4. Separate Statement. Provide a Separate Statement of Items in Dispute showing all the different responses you had received. Do your real argument here. Be detailed in the law as to why the objections are garbage and how your client is now prejudiced when you were unable get the information in discovery. Trust me when I tell you that this is the most important document of your motion and the primary document that a court will rely on. 

5.     Declaration.    

  • Describe the discovery that was propounded and the responses you received. Track your papers so it is easy for the court to follow.
  • Describe all meet and confer attempts that were made including oral discussions.
  • Describe the results of any Informal Discovery Conference.
  • Describe all court orders.
  • Describe in detail how your client has been prejudiced.
  • Remember to authenticate all your documents when you mention them in your moving papers and declaration.

6.          Proposed Order.  Make sure that your order is detailed the same way you would prepare an order granting a motion for summary judgement/summary adjudication This is important because there is a very good chance that an order granting your motion will be appealed by the other side. Your proposed order should include Include the following:

  • If asking for issue and/or evidence sanctions, use the language from your written discovery and have it track the Separate Statement of Items in Dispute so it will be easy reference for the court. 
  • The procedural timeline regarding the discovery in issue
  • A finding of the opposing party’s obligation in responding to the discovery and their failure to comply with their obligations.
  • A finding how your client has been prejudiced.  

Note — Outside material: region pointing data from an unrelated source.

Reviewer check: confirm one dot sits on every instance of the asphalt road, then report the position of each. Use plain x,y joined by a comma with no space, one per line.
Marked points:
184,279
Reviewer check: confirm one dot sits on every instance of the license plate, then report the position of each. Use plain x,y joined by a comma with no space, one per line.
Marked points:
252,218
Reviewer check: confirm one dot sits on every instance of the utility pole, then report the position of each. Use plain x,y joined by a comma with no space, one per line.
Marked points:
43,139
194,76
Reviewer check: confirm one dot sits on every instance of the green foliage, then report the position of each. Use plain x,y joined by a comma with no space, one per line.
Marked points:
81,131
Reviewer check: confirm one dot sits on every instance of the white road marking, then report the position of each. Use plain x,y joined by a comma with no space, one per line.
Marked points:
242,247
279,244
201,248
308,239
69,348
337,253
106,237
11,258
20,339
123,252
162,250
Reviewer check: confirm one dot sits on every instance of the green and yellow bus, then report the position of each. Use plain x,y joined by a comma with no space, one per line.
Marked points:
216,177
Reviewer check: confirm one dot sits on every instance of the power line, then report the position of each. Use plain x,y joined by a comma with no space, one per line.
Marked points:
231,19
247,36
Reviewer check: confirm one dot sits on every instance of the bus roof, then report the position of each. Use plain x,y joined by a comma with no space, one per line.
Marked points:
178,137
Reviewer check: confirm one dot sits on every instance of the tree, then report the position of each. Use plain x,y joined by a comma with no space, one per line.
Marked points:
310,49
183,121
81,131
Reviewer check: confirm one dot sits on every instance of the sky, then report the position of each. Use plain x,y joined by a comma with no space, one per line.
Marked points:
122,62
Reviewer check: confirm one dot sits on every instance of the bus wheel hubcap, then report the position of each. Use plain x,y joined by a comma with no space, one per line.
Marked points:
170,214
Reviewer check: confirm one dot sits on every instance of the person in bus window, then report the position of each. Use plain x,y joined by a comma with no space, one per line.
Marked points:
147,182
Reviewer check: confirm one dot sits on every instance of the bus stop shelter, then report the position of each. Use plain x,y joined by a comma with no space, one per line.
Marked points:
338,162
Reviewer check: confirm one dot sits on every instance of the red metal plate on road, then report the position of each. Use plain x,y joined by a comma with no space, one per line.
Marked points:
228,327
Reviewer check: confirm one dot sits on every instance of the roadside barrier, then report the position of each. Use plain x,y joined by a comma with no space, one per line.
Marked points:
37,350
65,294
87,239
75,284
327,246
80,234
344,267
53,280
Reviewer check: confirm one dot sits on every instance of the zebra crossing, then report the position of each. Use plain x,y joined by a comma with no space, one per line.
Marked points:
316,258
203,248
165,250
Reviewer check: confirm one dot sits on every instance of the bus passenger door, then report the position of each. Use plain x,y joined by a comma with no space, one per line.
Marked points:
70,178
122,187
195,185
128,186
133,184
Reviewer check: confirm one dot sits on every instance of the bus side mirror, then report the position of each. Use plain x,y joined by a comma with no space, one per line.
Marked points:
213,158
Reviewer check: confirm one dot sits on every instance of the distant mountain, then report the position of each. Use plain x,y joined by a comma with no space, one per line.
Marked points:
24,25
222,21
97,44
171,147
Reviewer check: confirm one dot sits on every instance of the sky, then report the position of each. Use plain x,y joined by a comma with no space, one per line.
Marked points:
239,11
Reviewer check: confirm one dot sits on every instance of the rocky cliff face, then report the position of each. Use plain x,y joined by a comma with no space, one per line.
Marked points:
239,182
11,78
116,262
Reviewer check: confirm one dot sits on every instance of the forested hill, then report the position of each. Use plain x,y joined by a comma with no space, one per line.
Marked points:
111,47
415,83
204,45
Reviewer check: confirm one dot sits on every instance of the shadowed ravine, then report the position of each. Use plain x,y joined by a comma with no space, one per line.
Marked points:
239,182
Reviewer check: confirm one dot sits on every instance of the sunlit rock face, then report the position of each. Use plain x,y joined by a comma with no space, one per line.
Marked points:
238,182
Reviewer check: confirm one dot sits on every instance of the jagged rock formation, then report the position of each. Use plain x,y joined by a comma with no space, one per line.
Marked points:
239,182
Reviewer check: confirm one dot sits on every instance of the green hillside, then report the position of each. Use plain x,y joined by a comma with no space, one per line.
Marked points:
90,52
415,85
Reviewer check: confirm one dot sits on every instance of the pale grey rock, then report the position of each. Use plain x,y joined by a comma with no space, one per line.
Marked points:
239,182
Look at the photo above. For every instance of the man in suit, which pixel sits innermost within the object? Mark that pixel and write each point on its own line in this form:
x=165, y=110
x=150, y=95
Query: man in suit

Remember:  The Court has broad discretion in imposing discovery sanctions which will only be set aside arbitrary, capricious, or whimsical action by the Judge. Kayne v. Grande Holdings Ltd. (2011) 198 CA4th 1470  However, It is an abuse of discretion for the court to not award terminating sanctions for serious discovery abuses.  See Cal. Prac. Guide: Civ. Pro. Before Trial (TRG 2023) ¶8:2200 citing Doppes v. Bentley Motors, Inc. (2009) 174 CA4th 967, 996 and Crawford v. JPMorgan Chase Bank, N.A. (2015) 242 CA4th 1265, 1271.